Aside from Hope, the cast of Skincare feels like one-dimensional cliches with no real depth. Hope’s assistant Marine (Pose star Michaela Jaé Rodriguez) has no internal arc and solely exists as someone for the writers to bounce the narrative off. Lewis Pullman (Salem’s Lot) is hugely wasted as the cringe-worthy, overly-tanned guru, and Nathan Fillion has a very minimal role as a sleazy TV news anchor. Luis Gerardo Méndez commits to his role as the cocky hotspot, Angel, yet some of the character choices feel unauthentic in the hopes of landing a joke. Everyone in Skincare exists as a Hollywood cardboard cutout, not deep enough to feel real yet never pushed far enough to be satirical.

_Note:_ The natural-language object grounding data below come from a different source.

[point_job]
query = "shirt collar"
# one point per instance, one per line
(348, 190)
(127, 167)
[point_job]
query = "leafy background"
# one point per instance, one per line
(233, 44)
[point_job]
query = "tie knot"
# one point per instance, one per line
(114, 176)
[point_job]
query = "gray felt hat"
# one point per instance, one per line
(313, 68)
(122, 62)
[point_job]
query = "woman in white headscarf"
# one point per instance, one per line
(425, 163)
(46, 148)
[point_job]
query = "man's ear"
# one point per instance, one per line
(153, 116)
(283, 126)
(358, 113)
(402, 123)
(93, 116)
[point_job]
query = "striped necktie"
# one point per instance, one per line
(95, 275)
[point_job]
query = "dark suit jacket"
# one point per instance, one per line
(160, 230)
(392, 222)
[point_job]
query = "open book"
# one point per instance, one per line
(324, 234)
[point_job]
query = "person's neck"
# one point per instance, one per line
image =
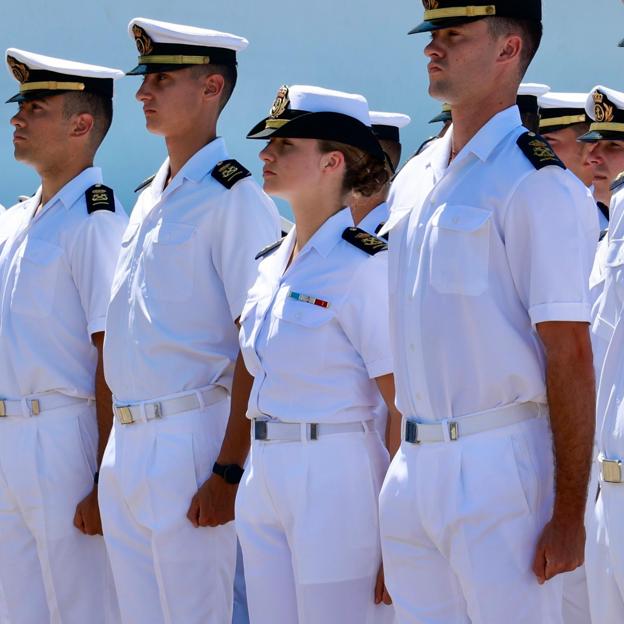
(469, 117)
(181, 149)
(55, 177)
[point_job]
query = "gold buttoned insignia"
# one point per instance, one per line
(281, 102)
(143, 41)
(20, 71)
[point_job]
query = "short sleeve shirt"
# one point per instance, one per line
(56, 270)
(315, 335)
(481, 251)
(187, 261)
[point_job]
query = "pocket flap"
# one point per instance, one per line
(461, 218)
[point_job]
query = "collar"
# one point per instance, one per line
(195, 169)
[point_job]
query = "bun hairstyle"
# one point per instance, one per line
(364, 173)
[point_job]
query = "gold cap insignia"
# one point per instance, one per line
(281, 102)
(20, 71)
(143, 41)
(603, 112)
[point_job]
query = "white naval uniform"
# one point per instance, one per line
(481, 252)
(306, 510)
(605, 571)
(55, 275)
(186, 264)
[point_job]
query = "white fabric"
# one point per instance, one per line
(50, 571)
(482, 248)
(458, 543)
(320, 100)
(322, 356)
(309, 534)
(394, 120)
(55, 277)
(166, 32)
(62, 66)
(186, 264)
(166, 571)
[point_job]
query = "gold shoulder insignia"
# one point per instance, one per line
(538, 151)
(368, 243)
(100, 197)
(229, 172)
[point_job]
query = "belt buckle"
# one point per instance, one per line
(611, 470)
(125, 414)
(260, 430)
(411, 432)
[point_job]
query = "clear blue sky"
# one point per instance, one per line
(352, 45)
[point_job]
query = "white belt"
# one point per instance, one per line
(36, 404)
(610, 470)
(452, 430)
(278, 431)
(150, 410)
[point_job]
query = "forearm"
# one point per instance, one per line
(236, 442)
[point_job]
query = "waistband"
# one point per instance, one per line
(451, 430)
(163, 407)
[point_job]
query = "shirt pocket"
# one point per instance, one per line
(35, 285)
(460, 250)
(170, 263)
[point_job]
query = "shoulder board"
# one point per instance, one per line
(100, 197)
(364, 241)
(618, 182)
(229, 172)
(538, 151)
(269, 248)
(145, 183)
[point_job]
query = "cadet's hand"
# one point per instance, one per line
(381, 593)
(87, 516)
(213, 504)
(561, 548)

L.A. is portrayed as a dangerous place for a woman. Some easy tactics, like posing personal ads on messaging forums and hacking her email to send explicit messages, can quickly ruin a woman’s life. Even the men who want to help Hope follow up their kindness with unsolicited advances. Skincare fails to address this important theme; it’s peppered through the plot yet never given the time the topic deserves. The police don’t believe her, and the stereotypical nice guys turn out to be not so nice. Yet, this is underplayed to an almost offensive level. Skincare is a movie about a woman who seems to ignore the perils of womanhood.
Director Austin Peters and co-writers Sam Freilich and Deering Regan ignore the open goal of satirising the beauty industry. Instead, Skincare deals with the fragility of running a business in a fickle industry, always looking for a new trend. The writing never mocks Hope and her customers, who use skincare treatments to mask their issues. But it feels a waste to set a crime thriller in such a specific industry without offering some commentary on the often toxic beauty world.
The messaging of Skincare is uneven and unsure of itself. The filmmakers appear confused about the assailants’ motives, not helped by the fact that the writers used an amalgam of two real-life people as the inspiration for their villain. In the end, it’s not clear who was good and who was bad, why they did it, or why audiences should care.
Despite its narrative flaws, Skincare looks good. Director Peters, cinematographer Christopher Ripley, and editor Laura Zempel create a bright world that is as inauthentic as the characters in the film. Using bold colours, obnoxious close-ups, and faded signs, this world feels exciting and aesthetically pleasing. The visual difference in Angel and Hope’s salons, one clean and minimal, the other bright and neon, is a smart way of introducing the two different styles of businesses in the industry. Much like Hope’s life, Skincare aesthetically pleases but delivers little beneath the surface.
Skincare is a frothy, thinly written thriller that never lives up to its wild source material. The script might have been more effective if it had leaned into the comedic, satirical aspects rather than playing out like a bland yet good-looking crime thriller. The nonsensical ending and last-minute crime twist manage to be both confusing and underwhelming.
ITALY • USA | 2024 | 96 MINUTES | 2.39:1 | COLOUR | ENGLISH
director: Austin Peters.
writers: Sam Freilich, Deering Regan & Austin Peters.
starring: Elizabeth Banks, Lewis Pullman, Michaela Jaé Rodriguez, Luis Gerardo Méndez & Nathan Fillion.